In the 10 years prior to Covid, enrollment in college degree programs declined 11%. This number is true across a wide range of higher education institutions: 2 and 4-year schools, urban and rural settings, small and large colleges, universities with large endowments and community colleges struggling to make ends meet. This downward trend was projected to continue into the foreseeable future and then Covid hit.
Suddenly, students and parents wondered why they were paying 10’s of thousands of dollars in college tuition for virtual classes from home and part-time students suddenly lost the jobs that made attending school possible. Displaced Covid workers suddenly had the time – if they were lucky enough to be on unemployment – to re-evaluate life choices and parents burned-out from home schooling reimagined a work life that integrated more easily with family responsibilities.
The steady decline in college enrollment took a precipitous dive during the pandemic. Colleges that were already seeing declines, suddenly faced 40% drops in degree-seeking students overnight. Old-school ideals were no longer valid and changes in how higher education must service their customers suddenly came to the forefront. The Future became the Present and without acceptance of this new reality, many schools were in danger of closing.
Societal upheavals and changes in education and workforce training that had been incubating for over a decade suddenly burst into the reality of a Covid world. Plus, the skills gap that had been an issue for employers was exacerbated by disruptions in training programs. With a strained supply chain, advanced manufacturers experienced more demand for experienced workers with New Collar job skills like programming and repairing robotic systems, designing in CAD, or operating 3D Printers.
Covid as an Impetus for Innovation
Extraordinary circumstances force humans to innovate. If necessity is the mother of invention, then adversity is the father of innovation. Covid has proven to be just such an impetus for creative solutions to new, as well as existing, problems in the post-pandemic reality. When people are dying it is easier to throw caution to the wind and ideate without constraint, whether to solve a new problem or to address a more systemic issue that has been percolating.
Education, in general, and workforce training, in particular, had been in a period of change for a decade or more. Covid just provided the impetus needed to re-imagine the possibilities that could transform how people learn and gain skills for living in the 21st century.
Innovation in Workforce Training
As in every other period of extreme adversity, humans again innovated to solve problems during Covid. Suddenly, education and workforce training for advanced manufacturing is able to break through inertia and resistance to the change that visionaries knew was coming. Clinging to old concepts cannot solve the extreme situation of a pandemic, and so colleges and workforce training programs have invested in new models, as well as updated tried and true programs that had been abandoned in the pursuit of degrees.
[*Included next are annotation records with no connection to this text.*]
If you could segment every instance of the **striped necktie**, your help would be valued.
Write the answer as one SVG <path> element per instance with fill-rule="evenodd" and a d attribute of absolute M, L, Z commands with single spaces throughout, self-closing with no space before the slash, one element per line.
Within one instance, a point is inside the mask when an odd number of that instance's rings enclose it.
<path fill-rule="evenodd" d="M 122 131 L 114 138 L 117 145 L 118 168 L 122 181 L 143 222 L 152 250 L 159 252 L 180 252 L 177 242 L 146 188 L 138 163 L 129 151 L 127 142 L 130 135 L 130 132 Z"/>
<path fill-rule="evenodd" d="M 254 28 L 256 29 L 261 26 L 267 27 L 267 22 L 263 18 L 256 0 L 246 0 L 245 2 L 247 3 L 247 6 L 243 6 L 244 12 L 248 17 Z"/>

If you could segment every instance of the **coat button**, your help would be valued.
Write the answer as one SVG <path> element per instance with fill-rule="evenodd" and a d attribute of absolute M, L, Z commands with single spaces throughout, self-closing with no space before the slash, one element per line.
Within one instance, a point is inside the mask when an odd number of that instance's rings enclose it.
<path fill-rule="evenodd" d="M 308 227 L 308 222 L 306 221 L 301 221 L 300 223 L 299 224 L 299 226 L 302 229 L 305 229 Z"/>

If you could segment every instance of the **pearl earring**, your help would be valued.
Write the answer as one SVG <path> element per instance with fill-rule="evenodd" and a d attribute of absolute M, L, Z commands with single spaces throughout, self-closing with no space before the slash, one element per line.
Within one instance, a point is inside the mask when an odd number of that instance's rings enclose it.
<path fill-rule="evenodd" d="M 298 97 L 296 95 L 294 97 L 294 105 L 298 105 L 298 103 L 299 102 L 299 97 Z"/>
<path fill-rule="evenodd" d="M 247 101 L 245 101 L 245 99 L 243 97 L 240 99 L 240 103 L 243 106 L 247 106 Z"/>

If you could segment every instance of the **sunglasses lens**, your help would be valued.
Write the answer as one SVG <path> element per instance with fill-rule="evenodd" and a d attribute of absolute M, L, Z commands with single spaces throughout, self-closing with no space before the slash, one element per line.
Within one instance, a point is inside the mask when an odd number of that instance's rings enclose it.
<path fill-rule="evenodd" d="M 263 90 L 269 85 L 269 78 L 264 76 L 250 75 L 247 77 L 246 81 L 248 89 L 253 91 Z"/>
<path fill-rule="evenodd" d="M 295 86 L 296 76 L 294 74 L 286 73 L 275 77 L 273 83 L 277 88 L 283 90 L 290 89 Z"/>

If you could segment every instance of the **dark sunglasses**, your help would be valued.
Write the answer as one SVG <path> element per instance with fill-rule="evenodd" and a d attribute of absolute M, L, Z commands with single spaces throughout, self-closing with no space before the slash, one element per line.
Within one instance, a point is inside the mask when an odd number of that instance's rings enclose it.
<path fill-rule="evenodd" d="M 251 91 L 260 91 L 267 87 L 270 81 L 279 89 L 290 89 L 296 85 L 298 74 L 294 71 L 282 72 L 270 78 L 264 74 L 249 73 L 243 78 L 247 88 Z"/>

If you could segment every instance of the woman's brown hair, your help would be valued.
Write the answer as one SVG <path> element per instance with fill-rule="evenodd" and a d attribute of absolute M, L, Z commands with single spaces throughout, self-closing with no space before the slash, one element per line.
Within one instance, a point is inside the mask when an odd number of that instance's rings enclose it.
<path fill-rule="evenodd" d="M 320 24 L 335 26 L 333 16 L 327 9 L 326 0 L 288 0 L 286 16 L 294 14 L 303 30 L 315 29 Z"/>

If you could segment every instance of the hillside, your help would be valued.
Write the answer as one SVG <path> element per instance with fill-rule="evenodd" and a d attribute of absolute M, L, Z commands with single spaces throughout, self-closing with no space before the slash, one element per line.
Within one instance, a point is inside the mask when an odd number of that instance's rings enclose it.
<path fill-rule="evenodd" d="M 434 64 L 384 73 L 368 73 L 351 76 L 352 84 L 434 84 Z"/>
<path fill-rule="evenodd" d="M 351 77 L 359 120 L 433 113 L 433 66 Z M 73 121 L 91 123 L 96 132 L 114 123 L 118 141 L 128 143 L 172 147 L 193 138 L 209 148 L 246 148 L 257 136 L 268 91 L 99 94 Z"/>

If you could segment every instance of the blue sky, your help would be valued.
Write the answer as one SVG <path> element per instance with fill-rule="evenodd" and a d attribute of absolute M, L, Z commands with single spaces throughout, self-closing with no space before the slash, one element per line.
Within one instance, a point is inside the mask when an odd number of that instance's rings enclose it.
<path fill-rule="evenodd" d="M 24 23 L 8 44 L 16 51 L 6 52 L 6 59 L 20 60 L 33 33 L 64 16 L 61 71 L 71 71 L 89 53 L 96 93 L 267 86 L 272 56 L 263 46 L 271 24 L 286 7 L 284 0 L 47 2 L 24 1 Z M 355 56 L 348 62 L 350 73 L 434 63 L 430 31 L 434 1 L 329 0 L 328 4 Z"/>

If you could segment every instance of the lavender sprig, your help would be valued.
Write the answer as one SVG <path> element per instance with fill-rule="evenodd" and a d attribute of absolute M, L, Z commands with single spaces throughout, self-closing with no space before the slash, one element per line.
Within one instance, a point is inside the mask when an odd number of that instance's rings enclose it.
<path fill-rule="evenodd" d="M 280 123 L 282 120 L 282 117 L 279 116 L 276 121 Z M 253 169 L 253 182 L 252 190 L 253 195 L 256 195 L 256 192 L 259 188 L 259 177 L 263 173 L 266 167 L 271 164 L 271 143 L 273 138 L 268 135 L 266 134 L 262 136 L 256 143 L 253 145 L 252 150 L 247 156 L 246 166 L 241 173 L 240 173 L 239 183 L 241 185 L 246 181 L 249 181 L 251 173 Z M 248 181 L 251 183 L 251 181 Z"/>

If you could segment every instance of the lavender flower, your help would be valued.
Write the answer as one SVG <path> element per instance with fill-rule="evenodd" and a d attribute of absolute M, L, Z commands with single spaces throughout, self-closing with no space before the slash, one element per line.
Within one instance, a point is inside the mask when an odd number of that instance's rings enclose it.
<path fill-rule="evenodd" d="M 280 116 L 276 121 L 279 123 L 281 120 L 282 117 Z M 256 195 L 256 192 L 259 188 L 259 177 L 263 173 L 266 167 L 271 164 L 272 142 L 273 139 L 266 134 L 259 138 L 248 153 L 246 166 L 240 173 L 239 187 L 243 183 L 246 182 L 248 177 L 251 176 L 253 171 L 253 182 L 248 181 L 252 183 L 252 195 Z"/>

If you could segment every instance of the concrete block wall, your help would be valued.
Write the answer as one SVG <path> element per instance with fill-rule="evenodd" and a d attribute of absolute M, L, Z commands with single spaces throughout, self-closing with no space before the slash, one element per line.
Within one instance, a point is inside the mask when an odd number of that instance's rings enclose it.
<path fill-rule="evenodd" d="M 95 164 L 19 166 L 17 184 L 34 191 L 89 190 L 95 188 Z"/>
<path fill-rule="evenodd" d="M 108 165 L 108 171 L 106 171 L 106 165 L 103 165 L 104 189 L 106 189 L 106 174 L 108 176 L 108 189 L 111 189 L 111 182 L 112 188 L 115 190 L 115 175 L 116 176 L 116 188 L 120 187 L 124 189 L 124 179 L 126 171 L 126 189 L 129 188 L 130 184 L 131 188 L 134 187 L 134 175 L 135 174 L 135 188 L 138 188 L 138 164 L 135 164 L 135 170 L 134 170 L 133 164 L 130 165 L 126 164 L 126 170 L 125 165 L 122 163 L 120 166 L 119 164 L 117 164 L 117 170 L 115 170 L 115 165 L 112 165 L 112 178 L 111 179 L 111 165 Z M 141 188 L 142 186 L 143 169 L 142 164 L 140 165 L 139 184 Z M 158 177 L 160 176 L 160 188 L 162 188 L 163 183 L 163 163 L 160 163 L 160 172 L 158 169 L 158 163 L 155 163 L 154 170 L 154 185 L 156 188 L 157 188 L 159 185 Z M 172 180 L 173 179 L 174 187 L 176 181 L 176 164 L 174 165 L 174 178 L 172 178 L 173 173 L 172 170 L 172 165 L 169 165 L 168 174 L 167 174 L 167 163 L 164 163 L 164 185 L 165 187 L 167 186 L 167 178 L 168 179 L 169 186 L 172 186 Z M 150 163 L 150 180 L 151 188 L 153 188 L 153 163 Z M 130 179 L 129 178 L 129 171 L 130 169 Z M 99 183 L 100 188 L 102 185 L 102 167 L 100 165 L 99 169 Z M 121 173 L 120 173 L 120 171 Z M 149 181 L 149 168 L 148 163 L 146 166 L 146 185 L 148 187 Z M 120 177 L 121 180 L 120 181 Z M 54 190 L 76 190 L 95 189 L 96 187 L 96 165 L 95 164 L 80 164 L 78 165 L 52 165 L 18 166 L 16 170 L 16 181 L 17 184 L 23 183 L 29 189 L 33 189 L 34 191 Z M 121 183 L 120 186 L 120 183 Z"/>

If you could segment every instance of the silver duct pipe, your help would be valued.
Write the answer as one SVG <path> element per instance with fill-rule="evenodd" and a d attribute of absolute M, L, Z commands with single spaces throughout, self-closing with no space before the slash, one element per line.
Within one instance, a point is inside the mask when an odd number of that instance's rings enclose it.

Certificates and Digital Badges
College administrations are turning toward offering more short-term, degree-specific programs that are geared for industry’s in-demand jobs. True Digital Badges adhere to international standards developed by the OpenBadge community to verify the integrity of the badge being issued. Employers and school admissions offices can be confident that procedures were followed in issuing the badges so that they have confidence that the student has in fact earned the micro-credential.
Progressive schools like MIT and Harvard have embraced certificates for many years, and the Wall Street Journal recently reported that Harvard is considering offering a certificate version of its famed MBA to provide more flexibility for students both in time and money. MIT has a robust online certificate program that includes a strong program in additive manufacturing.
Increasingly, employers are embracing skills-based training. In 2020, IBM’s Ginni Rometty led a White House Workforce Task Force that resulted in an Executive Order for all U.S. government agencies to include skills assessment over degrees where appropriate. Since the Federal Government is the nation’s largest employer, the shift in hiring mindset will have strong impact on other employers.
Apprenticeships have trained workforce successfully since the guilds in the Middle Ages. Although registered apprenticeships through the U.S. Dept. of Labor and labor organizations in each state are still functioning, the jobs they offer are often traditional trades jobs and have desperately needed updating for 21st century digital careers.
IBM has long been a proponent of apprenticeships for IT skills and forward thinking organizations like America Makes [the national 3D Printing accelerator], the Center for Workforce Education and Innovation at Youngstown State University, and the Urban Institute created an apprenticeship framework for 3D Printing technicians at the U.S. Department of Labor. Thanks to this framework displaced restaurant workers moved over to 3D Printing during Covid at Fab Lab Hub, LLC, a 3D Printing contract service provider in Santa Fe, New Mexico, and the company expects to expand starting in Fall 2021 with the availability of trained workforce.
In the region there are about 1,000 jobs open now and into the next few years for technicians with 3D Printing training. To help fill that gap, the national New Collar Network is offering digital badges through states’ Eligible Training Provider Lists and connecting employers to the Youngstown State University program. More apprenticeships in fields that are being disrupted by digital technologies are coming to life and more are needed.
Although it is sad that it took adversity to make change happen quickly, this is often the case in the human experience. Once the wheels of true innovation start to roll on a large scale, it is hard for society to go back. That’s when transformation happens.